But you take an awful chance,

  I’m no fighter I have learrrned . . .

  By the time they closed the bar a few minutes before midnight, the party had gotten rowdy. A drunk pilot had to be subdued after demonstrating how to smash the mirrors behind the bar. Another stuck his fist through a plaster wall. One of the junior officers nearly drowned when he passed out over the toilet. Several had to be hauled in comatose condition back to the ship and loaded aboard like cordwood. The Intrepid’s departure the next morning was a hazy, indistinct memory for most of the Tail End Charlies. As the ship entered the heaving ocean, the hangovers magnified to roiling bouts of barfing. Eric Erickson, who had never been aboard a vessel larger than a canoe, stayed sick for three days.

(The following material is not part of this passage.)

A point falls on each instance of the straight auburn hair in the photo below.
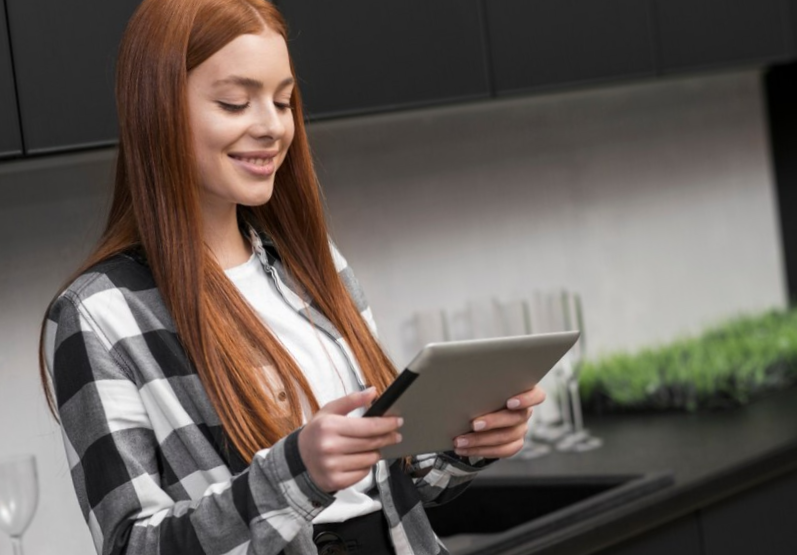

  After a week of provisioning and training in Hawaii, Intrepid was underway for the west Pacific. In the low ceilinged ready room of Bomber Fighting Ten, the pilots learned for the first time where they were going. The intelligence officer stuck a map on the bulkhead. It was a chart of southern Japan and the Ryukyu island chain.

  The Tail End Charlies stared at the map. They knew some of the place names—Shikoku, Kyushu, Okinawa. Until today that’s all they were, just names. Now reality was setting in. Those places on the map—the ones with the hard to pronounce names—were where they would see their first combat.

  But there was more. What none of them yet knew—not the pilots or the intelligence officers or the flag officers planning the operation—was that the island in the middle of the chain, the one called Okinawa, was where the Imperial Japanese Navy would make its last stand.